OpenClaw for Incident Response

Incidents are ideal for OpenClaw patterns because they need fast action under constraints and strong operational traceability. When a service goes down at 3 AM, an OpenClaw agent can triage the alert, execute runbook steps, and log every action -- giving your on-call engineer a head start before they even open their laptop.

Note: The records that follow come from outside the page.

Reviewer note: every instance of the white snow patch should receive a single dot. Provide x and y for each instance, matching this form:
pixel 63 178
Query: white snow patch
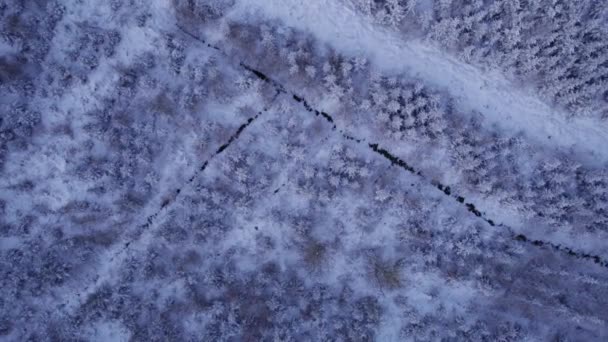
pixel 489 93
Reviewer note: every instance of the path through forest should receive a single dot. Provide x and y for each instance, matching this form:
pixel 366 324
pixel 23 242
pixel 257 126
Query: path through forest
pixel 500 101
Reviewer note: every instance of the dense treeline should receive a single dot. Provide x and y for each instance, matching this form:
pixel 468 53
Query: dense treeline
pixel 560 46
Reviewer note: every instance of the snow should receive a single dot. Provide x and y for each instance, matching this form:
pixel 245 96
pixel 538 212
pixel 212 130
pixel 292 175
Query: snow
pixel 503 103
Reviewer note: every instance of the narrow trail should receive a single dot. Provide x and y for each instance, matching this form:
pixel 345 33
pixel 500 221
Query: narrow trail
pixel 144 233
pixel 502 103
pixel 396 161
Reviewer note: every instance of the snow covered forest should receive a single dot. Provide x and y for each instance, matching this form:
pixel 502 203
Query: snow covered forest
pixel 304 170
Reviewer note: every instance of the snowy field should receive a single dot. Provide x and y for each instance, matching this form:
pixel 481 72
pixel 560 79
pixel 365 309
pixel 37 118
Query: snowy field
pixel 304 170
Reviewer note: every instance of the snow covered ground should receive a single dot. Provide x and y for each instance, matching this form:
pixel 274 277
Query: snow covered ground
pixel 156 185
pixel 501 102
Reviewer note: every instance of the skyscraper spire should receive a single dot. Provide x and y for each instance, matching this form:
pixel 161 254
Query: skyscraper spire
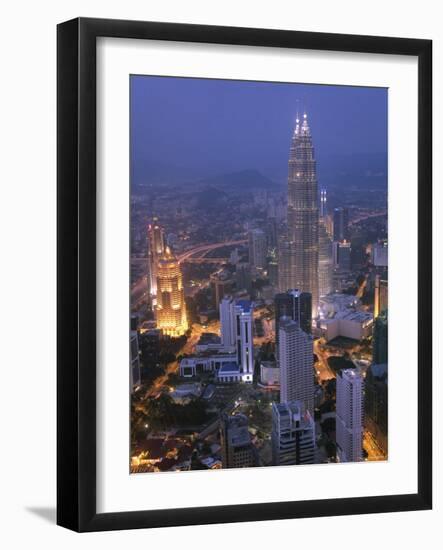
pixel 303 219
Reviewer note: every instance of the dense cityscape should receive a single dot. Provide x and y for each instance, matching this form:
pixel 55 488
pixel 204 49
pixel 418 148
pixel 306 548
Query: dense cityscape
pixel 259 319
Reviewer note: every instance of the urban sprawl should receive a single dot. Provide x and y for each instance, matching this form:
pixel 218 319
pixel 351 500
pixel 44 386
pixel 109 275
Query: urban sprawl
pixel 258 323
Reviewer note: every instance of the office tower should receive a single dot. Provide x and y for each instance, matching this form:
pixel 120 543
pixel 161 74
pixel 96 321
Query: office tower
pixel 243 279
pixel 341 223
pixel 171 307
pixel 236 319
pixel 271 233
pixel 295 352
pixel 325 261
pixel 272 268
pixel 221 285
pixel 235 439
pixel 323 203
pixel 303 212
pixel 134 321
pixel 380 295
pixel 286 264
pixel 134 366
pixel 342 255
pixel 156 248
pixel 376 403
pixel 380 254
pixel 380 339
pixel 150 347
pixel 227 323
pixel 294 305
pixel 349 415
pixel 293 434
pixel 257 248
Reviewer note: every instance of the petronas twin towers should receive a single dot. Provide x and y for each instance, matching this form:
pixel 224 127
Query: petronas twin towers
pixel 299 248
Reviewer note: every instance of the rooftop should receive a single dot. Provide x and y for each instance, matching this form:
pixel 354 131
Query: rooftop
pixel 229 368
pixel 245 305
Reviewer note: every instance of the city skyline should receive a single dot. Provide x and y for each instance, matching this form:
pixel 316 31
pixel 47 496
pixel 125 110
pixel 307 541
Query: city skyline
pixel 250 122
pixel 258 310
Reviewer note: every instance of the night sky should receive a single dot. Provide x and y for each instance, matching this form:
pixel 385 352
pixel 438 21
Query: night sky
pixel 210 127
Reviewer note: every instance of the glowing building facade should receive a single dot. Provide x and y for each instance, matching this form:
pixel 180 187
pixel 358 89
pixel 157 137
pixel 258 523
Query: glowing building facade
pixel 156 248
pixel 171 308
pixel 303 212
pixel 325 261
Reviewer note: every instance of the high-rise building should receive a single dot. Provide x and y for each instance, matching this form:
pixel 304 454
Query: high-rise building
pixel 243 279
pixel 271 233
pixel 380 295
pixel 303 212
pixel 293 434
pixel 380 254
pixel 349 415
pixel 323 203
pixel 221 285
pixel 257 248
pixel 294 305
pixel 376 403
pixel 325 261
pixel 296 361
pixel 273 267
pixel 171 307
pixel 342 255
pixel 380 339
pixel 156 248
pixel 236 320
pixel 236 445
pixel 341 224
pixel 134 367
pixel 286 264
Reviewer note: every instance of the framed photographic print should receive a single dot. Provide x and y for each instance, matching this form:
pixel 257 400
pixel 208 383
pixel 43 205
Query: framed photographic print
pixel 242 214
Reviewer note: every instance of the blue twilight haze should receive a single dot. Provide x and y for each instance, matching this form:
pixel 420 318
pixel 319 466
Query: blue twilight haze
pixel 207 127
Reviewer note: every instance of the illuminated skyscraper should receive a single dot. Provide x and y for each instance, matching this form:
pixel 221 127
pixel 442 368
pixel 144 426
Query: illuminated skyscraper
pixel 156 248
pixel 303 212
pixel 380 295
pixel 296 359
pixel 325 260
pixel 236 320
pixel 257 248
pixel 341 222
pixel 293 434
pixel 294 305
pixel 171 308
pixel 323 203
pixel 286 264
pixel 349 415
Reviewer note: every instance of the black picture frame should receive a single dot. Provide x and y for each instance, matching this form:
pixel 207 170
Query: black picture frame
pixel 76 292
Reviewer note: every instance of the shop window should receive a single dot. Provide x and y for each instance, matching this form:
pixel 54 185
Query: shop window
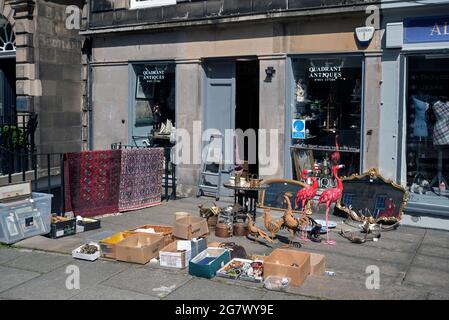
pixel 136 4
pixel 380 204
pixel 427 148
pixel 348 199
pixel 154 98
pixel 326 113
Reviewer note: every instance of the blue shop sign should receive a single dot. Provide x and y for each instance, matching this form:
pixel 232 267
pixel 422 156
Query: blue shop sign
pixel 428 29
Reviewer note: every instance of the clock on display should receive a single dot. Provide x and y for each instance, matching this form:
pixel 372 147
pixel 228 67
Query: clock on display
pixel 365 34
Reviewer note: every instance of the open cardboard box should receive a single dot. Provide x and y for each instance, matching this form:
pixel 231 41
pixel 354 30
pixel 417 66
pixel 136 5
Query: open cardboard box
pixel 176 255
pixel 108 245
pixel 317 264
pixel 190 227
pixel 166 231
pixel 139 248
pixel 288 263
pixel 208 262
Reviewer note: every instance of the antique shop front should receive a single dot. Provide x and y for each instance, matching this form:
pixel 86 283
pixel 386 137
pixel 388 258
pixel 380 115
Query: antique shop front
pixel 326 100
pixel 238 74
pixel 416 69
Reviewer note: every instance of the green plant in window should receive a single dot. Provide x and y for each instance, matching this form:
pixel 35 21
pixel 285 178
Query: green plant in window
pixel 12 137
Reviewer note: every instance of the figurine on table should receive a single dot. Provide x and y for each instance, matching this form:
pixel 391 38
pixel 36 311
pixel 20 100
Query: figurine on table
pixel 157 117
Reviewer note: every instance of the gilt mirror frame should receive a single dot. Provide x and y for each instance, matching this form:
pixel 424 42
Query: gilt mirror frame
pixel 262 199
pixel 373 174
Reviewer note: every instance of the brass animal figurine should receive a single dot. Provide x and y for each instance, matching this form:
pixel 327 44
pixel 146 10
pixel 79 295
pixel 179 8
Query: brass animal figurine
pixel 257 232
pixel 207 213
pixel 272 226
pixel 291 223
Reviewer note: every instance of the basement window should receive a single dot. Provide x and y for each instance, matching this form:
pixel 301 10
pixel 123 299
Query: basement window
pixel 137 4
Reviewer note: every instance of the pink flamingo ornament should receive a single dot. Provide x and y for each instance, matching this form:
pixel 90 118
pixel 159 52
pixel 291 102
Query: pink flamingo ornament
pixel 301 194
pixel 308 193
pixel 330 196
pixel 335 157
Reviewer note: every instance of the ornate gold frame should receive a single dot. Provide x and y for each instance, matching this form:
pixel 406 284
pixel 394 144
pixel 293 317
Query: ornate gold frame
pixel 272 181
pixel 374 174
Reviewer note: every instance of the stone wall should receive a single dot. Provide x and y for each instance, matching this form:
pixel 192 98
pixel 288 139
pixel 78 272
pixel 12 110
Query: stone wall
pixel 115 12
pixel 57 53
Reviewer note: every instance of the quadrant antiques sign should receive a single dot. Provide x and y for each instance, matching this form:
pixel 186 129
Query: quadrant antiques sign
pixel 153 74
pixel 426 29
pixel 326 73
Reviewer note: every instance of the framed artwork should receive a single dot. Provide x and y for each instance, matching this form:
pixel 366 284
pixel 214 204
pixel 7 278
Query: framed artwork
pixel 371 195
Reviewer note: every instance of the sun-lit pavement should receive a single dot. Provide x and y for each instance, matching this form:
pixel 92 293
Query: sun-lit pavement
pixel 413 264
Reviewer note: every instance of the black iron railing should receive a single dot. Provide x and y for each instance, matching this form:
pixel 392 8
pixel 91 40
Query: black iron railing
pixel 169 177
pixel 17 142
pixel 45 171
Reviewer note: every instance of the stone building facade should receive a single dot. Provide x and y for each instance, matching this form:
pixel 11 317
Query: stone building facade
pixel 48 71
pixel 208 45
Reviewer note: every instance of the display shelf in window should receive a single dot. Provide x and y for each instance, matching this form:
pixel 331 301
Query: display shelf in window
pixel 325 148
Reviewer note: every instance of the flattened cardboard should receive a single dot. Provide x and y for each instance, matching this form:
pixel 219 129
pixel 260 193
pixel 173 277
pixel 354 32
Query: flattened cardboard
pixel 166 231
pixel 139 248
pixel 189 228
pixel 108 246
pixel 15 191
pixel 220 257
pixel 317 264
pixel 170 257
pixel 280 263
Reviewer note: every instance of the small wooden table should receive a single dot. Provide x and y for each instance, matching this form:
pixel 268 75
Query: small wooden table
pixel 247 196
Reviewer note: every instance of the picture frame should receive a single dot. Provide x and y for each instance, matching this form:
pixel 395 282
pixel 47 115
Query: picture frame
pixel 370 195
pixel 273 197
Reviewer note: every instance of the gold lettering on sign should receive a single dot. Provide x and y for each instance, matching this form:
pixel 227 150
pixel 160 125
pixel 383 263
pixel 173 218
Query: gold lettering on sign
pixel 436 30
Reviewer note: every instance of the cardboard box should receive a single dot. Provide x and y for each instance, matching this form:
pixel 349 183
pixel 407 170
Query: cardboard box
pixel 176 255
pixel 214 244
pixel 198 246
pixel 89 257
pixel 288 263
pixel 208 262
pixel 108 245
pixel 87 224
pixel 317 264
pixel 15 191
pixel 244 276
pixel 166 231
pixel 139 248
pixel 189 228
pixel 62 227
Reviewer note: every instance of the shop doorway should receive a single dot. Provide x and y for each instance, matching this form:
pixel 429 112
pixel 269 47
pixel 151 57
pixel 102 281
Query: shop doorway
pixel 231 101
pixel 247 109
pixel 7 89
pixel 152 109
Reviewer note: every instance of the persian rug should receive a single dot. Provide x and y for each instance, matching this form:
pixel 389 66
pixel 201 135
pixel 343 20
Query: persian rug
pixel 92 180
pixel 141 178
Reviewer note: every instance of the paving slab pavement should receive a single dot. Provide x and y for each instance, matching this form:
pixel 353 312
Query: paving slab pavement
pixel 203 289
pixel 7 254
pixel 52 285
pixel 414 263
pixel 11 277
pixel 152 282
pixel 101 292
pixel 39 262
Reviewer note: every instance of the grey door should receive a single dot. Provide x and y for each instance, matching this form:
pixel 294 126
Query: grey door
pixel 7 96
pixel 219 109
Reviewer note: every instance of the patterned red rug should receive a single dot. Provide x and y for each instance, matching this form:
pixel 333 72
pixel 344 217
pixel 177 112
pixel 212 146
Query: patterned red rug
pixel 92 181
pixel 141 178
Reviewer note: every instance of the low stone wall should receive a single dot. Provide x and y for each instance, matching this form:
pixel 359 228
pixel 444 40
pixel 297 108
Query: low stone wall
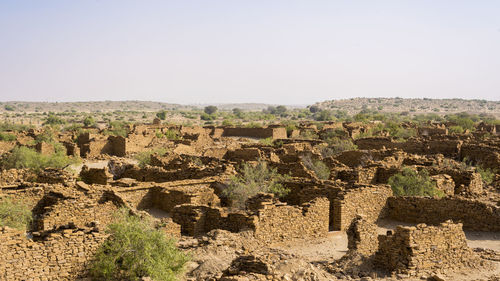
pixel 62 255
pixel 474 215
pixel 362 237
pixel 282 222
pixel 274 133
pixel 415 250
pixel 270 220
pixel 369 201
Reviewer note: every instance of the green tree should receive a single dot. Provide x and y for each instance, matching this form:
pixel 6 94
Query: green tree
pixel 162 115
pixel 412 183
pixel 14 214
pixel 89 121
pixel 211 109
pixel 252 180
pixel 52 119
pixel 135 249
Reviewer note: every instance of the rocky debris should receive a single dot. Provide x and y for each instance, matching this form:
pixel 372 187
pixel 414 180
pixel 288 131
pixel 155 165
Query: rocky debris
pixel 414 250
pixel 95 175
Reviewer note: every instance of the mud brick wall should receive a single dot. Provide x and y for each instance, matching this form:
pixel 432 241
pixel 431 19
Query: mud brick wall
pixel 365 175
pixel 487 156
pixel 197 219
pixel 465 181
pixel 362 237
pixel 244 154
pixel 279 222
pixel 275 133
pixel 118 145
pixel 63 255
pixel 14 176
pixel 6 146
pixel 368 201
pixel 444 183
pixel 375 143
pixel 474 215
pixel 95 175
pixel 426 248
pixel 80 213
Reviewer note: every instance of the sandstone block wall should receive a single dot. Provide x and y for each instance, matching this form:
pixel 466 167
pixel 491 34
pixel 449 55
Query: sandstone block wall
pixel 362 237
pixel 63 255
pixel 274 133
pixel 283 222
pixel 425 248
pixel 369 201
pixel 474 215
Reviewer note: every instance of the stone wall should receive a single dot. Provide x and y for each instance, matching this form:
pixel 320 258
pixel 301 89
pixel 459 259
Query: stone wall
pixel 473 214
pixel 280 222
pixel 415 250
pixel 62 255
pixel 362 237
pixel 369 201
pixel 274 133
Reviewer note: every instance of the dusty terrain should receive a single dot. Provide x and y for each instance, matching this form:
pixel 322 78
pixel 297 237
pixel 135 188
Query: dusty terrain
pixel 339 218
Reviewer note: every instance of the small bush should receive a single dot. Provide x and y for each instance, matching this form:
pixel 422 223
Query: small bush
pixel 14 214
pixel 23 157
pixel 7 137
pixel 488 175
pixel 319 168
pixel 456 130
pixel 135 250
pixel 172 134
pixel 144 157
pixel 252 180
pixel 338 145
pixel 411 183
pixel 267 141
pixel 89 121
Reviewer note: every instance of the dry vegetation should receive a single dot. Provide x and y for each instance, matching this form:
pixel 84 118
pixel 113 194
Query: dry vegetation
pixel 137 190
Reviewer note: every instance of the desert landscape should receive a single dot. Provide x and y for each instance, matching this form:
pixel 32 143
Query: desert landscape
pixel 258 140
pixel 274 194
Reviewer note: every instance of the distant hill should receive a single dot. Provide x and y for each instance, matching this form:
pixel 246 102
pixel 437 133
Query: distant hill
pixel 108 106
pixel 89 106
pixel 413 106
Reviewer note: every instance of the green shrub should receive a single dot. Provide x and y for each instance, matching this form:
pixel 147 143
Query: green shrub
pixel 14 214
pixel 319 168
pixel 338 145
pixel 172 134
pixel 89 121
pixel 117 128
pixel 7 137
pixel 488 175
pixel 162 115
pixel 267 141
pixel 9 107
pixel 23 157
pixel 144 158
pixel 456 130
pixel 411 183
pixel 252 180
pixel 52 119
pixel 135 249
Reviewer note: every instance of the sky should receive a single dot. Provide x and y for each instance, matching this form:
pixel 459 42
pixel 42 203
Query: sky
pixel 269 51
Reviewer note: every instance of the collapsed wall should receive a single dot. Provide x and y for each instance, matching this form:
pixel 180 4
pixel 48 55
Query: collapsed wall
pixel 415 250
pixel 474 215
pixel 62 255
pixel 271 221
pixel 274 133
pixel 369 201
pixel 279 222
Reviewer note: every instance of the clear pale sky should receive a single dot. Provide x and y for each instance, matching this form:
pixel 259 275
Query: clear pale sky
pixel 269 51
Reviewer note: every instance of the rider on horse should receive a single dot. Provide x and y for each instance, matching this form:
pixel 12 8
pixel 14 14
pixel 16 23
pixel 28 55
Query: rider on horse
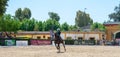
pixel 58 33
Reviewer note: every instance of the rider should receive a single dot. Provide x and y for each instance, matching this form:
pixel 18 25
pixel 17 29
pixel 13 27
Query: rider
pixel 58 33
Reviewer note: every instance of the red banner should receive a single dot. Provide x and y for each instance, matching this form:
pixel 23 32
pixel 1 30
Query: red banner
pixel 40 42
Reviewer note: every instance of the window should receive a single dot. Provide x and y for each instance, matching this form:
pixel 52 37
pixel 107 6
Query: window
pixel 38 37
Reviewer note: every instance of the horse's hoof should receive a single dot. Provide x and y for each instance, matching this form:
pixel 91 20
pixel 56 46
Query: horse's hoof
pixel 65 50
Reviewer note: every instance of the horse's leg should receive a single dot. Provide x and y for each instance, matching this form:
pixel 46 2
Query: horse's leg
pixel 58 47
pixel 63 45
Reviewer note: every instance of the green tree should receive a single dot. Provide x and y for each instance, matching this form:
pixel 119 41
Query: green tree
pixel 3 4
pixel 18 14
pixel 51 24
pixel 26 13
pixel 23 14
pixel 53 15
pixel 8 23
pixel 115 15
pixel 65 27
pixel 82 19
pixel 28 25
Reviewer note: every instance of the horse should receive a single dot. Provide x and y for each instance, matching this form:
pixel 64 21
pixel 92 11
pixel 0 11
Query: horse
pixel 58 41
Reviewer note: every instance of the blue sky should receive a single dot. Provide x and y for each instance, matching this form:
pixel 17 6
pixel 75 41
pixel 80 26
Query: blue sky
pixel 66 9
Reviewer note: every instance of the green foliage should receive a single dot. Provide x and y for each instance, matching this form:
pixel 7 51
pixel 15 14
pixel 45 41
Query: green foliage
pixel 51 24
pixel 65 27
pixel 53 15
pixel 82 19
pixel 28 25
pixel 7 23
pixel 26 13
pixel 116 15
pixel 3 4
pixel 23 14
pixel 98 26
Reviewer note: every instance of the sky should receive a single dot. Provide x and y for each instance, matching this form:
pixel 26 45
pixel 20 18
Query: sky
pixel 66 9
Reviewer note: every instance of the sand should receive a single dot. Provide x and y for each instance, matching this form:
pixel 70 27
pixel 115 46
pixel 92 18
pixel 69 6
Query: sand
pixel 50 51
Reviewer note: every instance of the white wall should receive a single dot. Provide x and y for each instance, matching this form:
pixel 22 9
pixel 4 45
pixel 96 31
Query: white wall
pixel 74 36
pixel 96 36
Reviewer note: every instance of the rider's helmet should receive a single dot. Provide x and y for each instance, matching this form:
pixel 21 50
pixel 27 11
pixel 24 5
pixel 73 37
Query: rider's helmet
pixel 58 29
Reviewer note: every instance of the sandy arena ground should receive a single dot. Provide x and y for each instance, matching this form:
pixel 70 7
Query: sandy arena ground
pixel 50 51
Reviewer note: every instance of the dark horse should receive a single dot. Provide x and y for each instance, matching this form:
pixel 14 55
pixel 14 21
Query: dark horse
pixel 57 42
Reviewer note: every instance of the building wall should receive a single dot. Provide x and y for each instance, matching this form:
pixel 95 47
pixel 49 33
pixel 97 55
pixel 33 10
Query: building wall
pixel 65 35
pixel 110 30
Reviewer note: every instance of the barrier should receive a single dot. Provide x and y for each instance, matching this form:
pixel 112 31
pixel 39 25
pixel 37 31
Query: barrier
pixel 21 43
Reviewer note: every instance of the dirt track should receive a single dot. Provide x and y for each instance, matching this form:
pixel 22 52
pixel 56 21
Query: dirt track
pixel 50 51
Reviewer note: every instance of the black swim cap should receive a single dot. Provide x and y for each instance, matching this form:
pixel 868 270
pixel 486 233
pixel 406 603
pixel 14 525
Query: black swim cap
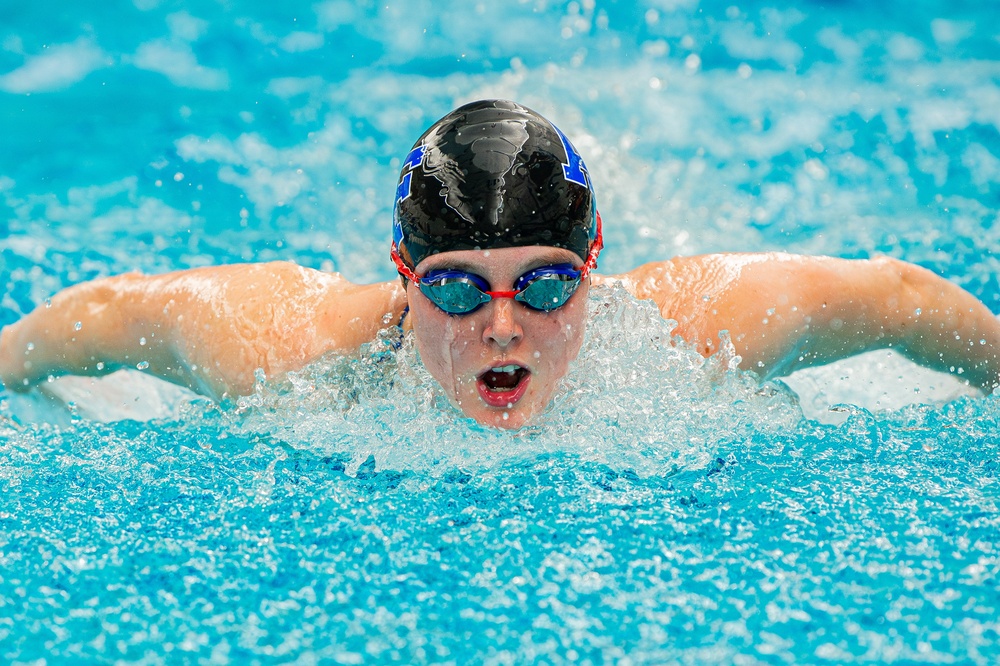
pixel 493 174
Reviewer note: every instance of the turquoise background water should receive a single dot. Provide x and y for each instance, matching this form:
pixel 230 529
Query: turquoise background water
pixel 665 510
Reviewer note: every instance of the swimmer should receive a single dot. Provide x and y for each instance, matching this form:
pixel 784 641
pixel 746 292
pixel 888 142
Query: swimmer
pixel 496 236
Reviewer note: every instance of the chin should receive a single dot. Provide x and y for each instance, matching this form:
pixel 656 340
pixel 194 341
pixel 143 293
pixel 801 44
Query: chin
pixel 517 417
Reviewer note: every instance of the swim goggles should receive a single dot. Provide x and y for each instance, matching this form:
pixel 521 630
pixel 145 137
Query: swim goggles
pixel 458 292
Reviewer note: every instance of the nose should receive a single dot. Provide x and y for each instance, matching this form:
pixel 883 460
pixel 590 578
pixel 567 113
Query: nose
pixel 502 327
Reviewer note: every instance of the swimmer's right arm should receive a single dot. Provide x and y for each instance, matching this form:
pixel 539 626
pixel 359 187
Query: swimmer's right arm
pixel 208 329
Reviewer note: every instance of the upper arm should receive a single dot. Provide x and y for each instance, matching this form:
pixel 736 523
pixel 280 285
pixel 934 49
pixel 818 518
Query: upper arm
pixel 785 312
pixel 208 329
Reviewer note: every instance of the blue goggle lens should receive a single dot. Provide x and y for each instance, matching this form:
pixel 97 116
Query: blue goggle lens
pixel 544 289
pixel 454 295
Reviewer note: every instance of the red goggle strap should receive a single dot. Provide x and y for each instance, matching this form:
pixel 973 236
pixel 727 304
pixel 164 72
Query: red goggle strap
pixel 589 265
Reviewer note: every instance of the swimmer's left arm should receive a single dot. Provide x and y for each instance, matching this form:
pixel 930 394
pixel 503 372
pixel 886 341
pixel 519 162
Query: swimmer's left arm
pixel 786 312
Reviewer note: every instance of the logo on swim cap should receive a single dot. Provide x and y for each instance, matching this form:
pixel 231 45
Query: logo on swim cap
pixel 493 174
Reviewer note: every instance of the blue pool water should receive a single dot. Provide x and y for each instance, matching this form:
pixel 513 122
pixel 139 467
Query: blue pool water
pixel 665 510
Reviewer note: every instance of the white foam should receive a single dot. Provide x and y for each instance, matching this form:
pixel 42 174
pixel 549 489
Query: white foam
pixel 177 62
pixel 59 67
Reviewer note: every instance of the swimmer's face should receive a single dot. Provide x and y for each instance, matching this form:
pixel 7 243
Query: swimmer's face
pixel 500 364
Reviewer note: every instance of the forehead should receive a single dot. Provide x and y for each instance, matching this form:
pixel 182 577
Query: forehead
pixel 508 259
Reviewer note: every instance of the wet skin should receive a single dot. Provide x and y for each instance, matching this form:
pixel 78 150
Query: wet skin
pixel 533 349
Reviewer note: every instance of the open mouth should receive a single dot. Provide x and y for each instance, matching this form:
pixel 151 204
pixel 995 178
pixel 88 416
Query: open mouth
pixel 504 385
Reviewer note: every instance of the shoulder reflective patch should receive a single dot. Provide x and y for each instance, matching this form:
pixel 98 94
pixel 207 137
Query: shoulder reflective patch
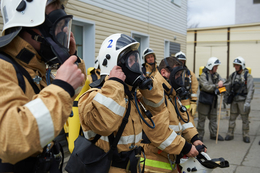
pixel 187 125
pixel 89 134
pixel 125 140
pixel 43 119
pixel 168 141
pixel 194 95
pixel 110 104
pixel 176 128
pixel 152 104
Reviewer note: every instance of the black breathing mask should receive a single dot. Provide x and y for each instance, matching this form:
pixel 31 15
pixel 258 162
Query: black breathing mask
pixel 55 32
pixel 177 81
pixel 131 66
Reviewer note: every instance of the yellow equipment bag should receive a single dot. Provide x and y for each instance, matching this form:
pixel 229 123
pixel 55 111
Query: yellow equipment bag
pixel 72 125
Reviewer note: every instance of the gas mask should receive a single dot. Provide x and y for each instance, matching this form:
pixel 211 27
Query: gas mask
pixel 177 81
pixel 55 37
pixel 131 66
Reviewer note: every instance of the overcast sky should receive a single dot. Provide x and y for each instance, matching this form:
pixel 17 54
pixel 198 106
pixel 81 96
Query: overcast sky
pixel 206 13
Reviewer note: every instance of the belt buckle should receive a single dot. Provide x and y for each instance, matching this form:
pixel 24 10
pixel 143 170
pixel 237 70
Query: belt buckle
pixel 137 166
pixel 172 163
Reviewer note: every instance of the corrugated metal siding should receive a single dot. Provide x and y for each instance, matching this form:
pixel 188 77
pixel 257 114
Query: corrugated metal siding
pixel 244 41
pixel 107 23
pixel 160 13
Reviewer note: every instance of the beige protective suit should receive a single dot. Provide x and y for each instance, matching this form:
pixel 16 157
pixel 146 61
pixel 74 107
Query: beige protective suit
pixel 29 121
pixel 160 153
pixel 101 112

Workflow example: automated incident triage

  1. Your monitoring system (Datadog, Grafana, CloudWatch) fires an alert via webhook.
  2. The webhook handler sends the alert payload to OpenClaw using process_failure.
  3. OpenClaw classifies the incident severity (P1-P4) based on the affected service, error rate, and user impact.
  4. For known incident patterns, the agent executes containment steps from your runbook (restart service, scale up replicas, toggle feature flag).
  5. For unknown patterns, the agent proposes actions and pages the on-call engineer with a structured summary.
  6. All actions and decisions are logged to the session, creating an automatic incident timeline.
  7. Post-resolution, the agent generates a draft post-incident review with what was attempted, what worked, and what failed.

Code example

Report a service failure to OpenClaw for triage and containment:

curl -X POST https://api.delx.ai/v1/mcp \
  -H "Content-Type: application/json" \
  -d '{
    "jsonrpc": "2.0",
    "id": 1,
    "method": "tools/call",
    "params": {
      "name": "process_failure",
      "arguments": {
        "agent_id": "incident-responder-01",
        "error_type": "service_degradation",
        "details": "API gateway p99 latency spiked to 12s. Error rate 34%. Affected: checkout service.",
        "severity": "high"
      }
    }
  }'

High-value use cases

Auto-triage incoming alerts, propose containment actions, and coordinate repetitive runbook steps with guardrails. OpenClaw is particularly effective for the first 5-10 minutes of an incident when speed matters most and human responders are still ramping up context.

Metrics to track

Reliability priorities

Session continuity, strict retry control, and explicit stop conditions to avoid noisy loops during unstable windows. Configure a maximum retry count and a circuit-breaker timeout so the agent does not hammer a degraded service with repeated checks.

Post-incident discipline

Log what was attempted, what worked, and what failed so future loops improve instead of repeating the same mistakes. The session timeline becomes your incident review draft -- no more reconstructing events from scattered Slack messages.

FAQ

Can OpenClaw auto-resolve incidents?

OpenClaw can execute predefined containment and recovery actions automatically for known incident types. For novel incidents, it proposes actions and waits for human approval. The process_failure tool lets you define severity thresholds that determine whether the agent acts autonomously or escalates.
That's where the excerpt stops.